«Il faut faire abstraction de tout ce qui s’est passé au premier tour. Nos joueurs n’ont plus vraiment le choix. Ils doivent aller de l’avant et négocier ces huitièmes de finale avec l’envie et la détermination requises. Avec tout ce qui se passe chez nous, la Tunisie a besoin de victoire. Le peuple tunisien a besoin de retrouver foi en sa sélection nationale. Partout dans le monde, quand les choses vont mal au niveau social, politique ou économique, le football vient rappeler aux citoyens d’un pays, le temps d’un match ou d’un tournoi, que la nation les unit. A mon avis, cette explication face au Ghana est l’affaire des joueurs avant d’être celle du sélectionneur. Nos joueurs n’ont qu’à s’inspirer de l’exemple de Manchester United qui, bien qu’il fut considérablement amoindri à cause de l’absence de 10 joueurs, est parvenu quand même à éliminer le PSG aux huitièmes de finale de la Ligue des champions au mois de mars dernier. C’est dire que dans le football, rien n’est impossible. Nos internationaux peuvent s’inspirer aussi de l’exemple du Bénin. Personne ne connaît les noms des joueurs béninois et, pourtant, ils ont créé la surprise, éliminant le Maroc d’Hervé Renard.
La Tunisie doit respecter son adversaire du jour. Nous jouerons contre l’une des grandes nations du football africain. Nos joueurs savent à quoi s’en tenir. Nous devons également nous respecter nous-mêmes en retrouvant notre identité et notre style de jeu.
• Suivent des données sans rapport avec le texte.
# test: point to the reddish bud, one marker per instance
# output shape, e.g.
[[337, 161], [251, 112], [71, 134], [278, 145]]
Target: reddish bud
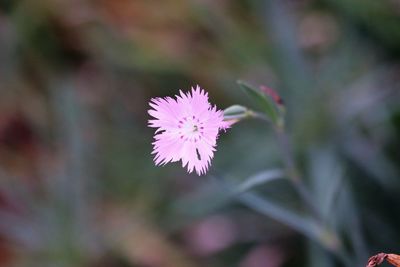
[[272, 93]]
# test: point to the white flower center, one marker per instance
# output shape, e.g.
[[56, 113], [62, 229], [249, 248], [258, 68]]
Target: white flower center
[[190, 128]]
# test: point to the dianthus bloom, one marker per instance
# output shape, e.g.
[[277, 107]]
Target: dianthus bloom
[[188, 129]]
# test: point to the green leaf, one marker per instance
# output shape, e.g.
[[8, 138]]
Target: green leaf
[[235, 112], [266, 105], [258, 179]]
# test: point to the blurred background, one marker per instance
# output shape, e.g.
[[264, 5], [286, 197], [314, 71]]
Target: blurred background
[[78, 186]]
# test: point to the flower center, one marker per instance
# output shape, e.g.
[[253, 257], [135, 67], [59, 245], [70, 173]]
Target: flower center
[[191, 128]]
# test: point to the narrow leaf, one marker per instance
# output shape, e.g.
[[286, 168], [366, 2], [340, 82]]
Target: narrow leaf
[[266, 105]]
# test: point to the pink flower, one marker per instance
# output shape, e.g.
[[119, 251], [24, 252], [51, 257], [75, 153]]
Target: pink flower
[[187, 129]]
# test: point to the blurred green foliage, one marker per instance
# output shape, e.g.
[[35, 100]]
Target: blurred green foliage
[[78, 186]]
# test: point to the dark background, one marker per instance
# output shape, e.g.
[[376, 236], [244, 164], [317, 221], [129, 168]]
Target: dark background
[[78, 186]]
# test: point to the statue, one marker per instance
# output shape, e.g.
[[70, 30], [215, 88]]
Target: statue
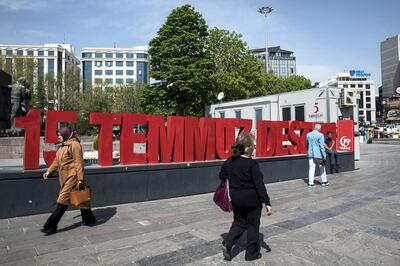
[[20, 98]]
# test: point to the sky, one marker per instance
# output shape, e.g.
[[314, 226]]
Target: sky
[[326, 36]]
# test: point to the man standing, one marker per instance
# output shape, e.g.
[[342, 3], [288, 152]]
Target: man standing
[[316, 155], [333, 156]]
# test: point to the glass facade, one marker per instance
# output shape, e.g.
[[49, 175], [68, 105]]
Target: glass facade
[[141, 73], [50, 66], [87, 74], [87, 55]]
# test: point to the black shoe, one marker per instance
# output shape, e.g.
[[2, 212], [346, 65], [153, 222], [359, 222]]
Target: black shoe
[[226, 251], [255, 258], [49, 231]]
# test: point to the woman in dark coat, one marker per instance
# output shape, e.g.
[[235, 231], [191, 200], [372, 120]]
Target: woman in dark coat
[[248, 194], [69, 163]]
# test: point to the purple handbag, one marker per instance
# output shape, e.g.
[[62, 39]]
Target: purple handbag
[[222, 198]]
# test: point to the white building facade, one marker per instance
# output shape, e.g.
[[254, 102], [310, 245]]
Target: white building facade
[[114, 66], [310, 105], [53, 59]]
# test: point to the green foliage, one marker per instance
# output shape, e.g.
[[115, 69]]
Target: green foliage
[[179, 62], [236, 72]]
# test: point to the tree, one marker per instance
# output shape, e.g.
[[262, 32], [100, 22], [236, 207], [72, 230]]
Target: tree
[[236, 72], [180, 64]]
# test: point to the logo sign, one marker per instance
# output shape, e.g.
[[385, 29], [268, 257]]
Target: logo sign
[[359, 73], [345, 143], [345, 135]]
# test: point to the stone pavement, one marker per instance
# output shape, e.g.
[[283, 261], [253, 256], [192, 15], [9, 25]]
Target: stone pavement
[[354, 221]]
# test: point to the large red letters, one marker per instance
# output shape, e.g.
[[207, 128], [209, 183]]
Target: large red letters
[[179, 139]]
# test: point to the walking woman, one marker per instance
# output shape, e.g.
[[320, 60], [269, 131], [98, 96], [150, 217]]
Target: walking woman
[[248, 194], [69, 163]]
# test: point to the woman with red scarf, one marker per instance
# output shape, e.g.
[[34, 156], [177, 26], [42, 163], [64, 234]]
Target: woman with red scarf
[[69, 163]]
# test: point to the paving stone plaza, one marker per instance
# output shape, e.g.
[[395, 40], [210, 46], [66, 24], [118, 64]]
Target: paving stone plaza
[[354, 221]]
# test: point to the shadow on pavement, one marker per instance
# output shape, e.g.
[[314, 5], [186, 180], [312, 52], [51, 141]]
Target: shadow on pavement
[[241, 244]]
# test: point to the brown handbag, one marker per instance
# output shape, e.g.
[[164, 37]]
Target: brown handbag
[[81, 198]]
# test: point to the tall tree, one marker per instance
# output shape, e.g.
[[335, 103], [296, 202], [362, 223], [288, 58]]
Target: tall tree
[[236, 72], [179, 62]]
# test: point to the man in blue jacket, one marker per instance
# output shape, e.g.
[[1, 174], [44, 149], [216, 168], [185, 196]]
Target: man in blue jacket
[[316, 155]]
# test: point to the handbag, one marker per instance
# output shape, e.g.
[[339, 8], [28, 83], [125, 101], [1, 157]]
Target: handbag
[[81, 198], [222, 197]]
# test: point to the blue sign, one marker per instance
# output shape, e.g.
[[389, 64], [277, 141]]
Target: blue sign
[[359, 73]]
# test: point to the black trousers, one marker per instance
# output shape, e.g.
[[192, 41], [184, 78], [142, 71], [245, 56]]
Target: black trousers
[[245, 219], [52, 222]]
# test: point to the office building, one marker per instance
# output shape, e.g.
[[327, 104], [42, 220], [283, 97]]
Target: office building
[[390, 66], [49, 58], [114, 66], [281, 62]]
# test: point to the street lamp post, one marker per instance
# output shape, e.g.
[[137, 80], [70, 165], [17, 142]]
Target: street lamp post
[[265, 10]]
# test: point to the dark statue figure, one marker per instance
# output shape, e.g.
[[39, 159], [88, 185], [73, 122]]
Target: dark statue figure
[[20, 98]]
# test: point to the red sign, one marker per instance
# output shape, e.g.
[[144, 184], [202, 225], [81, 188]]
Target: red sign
[[177, 139]]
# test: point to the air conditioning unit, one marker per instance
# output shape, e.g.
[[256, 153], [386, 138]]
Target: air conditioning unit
[[348, 97]]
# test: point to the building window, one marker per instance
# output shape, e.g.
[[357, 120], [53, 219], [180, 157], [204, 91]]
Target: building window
[[238, 113], [299, 113], [87, 55], [141, 55], [286, 116], [369, 116], [50, 66], [87, 74]]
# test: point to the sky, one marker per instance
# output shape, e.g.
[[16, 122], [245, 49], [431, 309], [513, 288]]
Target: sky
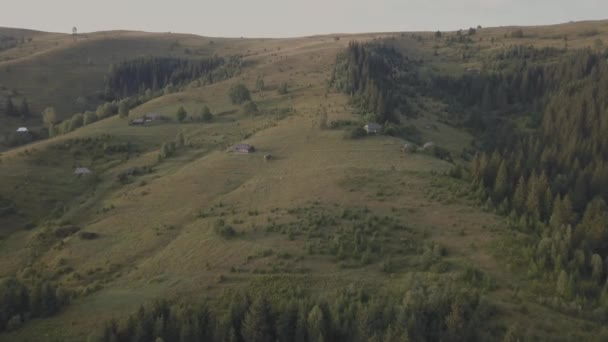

L’explication de ce soir est une affaire d’hommes, celle des joueurs qui fouleront la pelouse. Ce sont eux et eux seuls qui feront la différence. Tout se jouera dans la petite réunion technique qu’ils feront entre eux sur le terrain juste avant le coup d’envoi de la rencontre. Ils doivent mettre derrière eux l’ambiance qui a régné au premier tour, tout ce qui se dit sur le staff technique, les critiques et tout le reste. La qualification est dans nos cordes. Il suffit de se concentrer sur notre sujet. Car nous avons des joueurs techniquement et tactiquement valables pour jouer l’attaque placée et imposer leur style de jeu au Ghana. Défensivement, nous sommes solides aussi. Aux camarades de Youssef Msakni de prendre le match contre la Croatie comme référence et de dérouler leur jeu habituel. Le reste suivra. Personnellement, je suis confiant et j’ai bien des raisons pour croire en cette équipe nationale, en ces joueurs».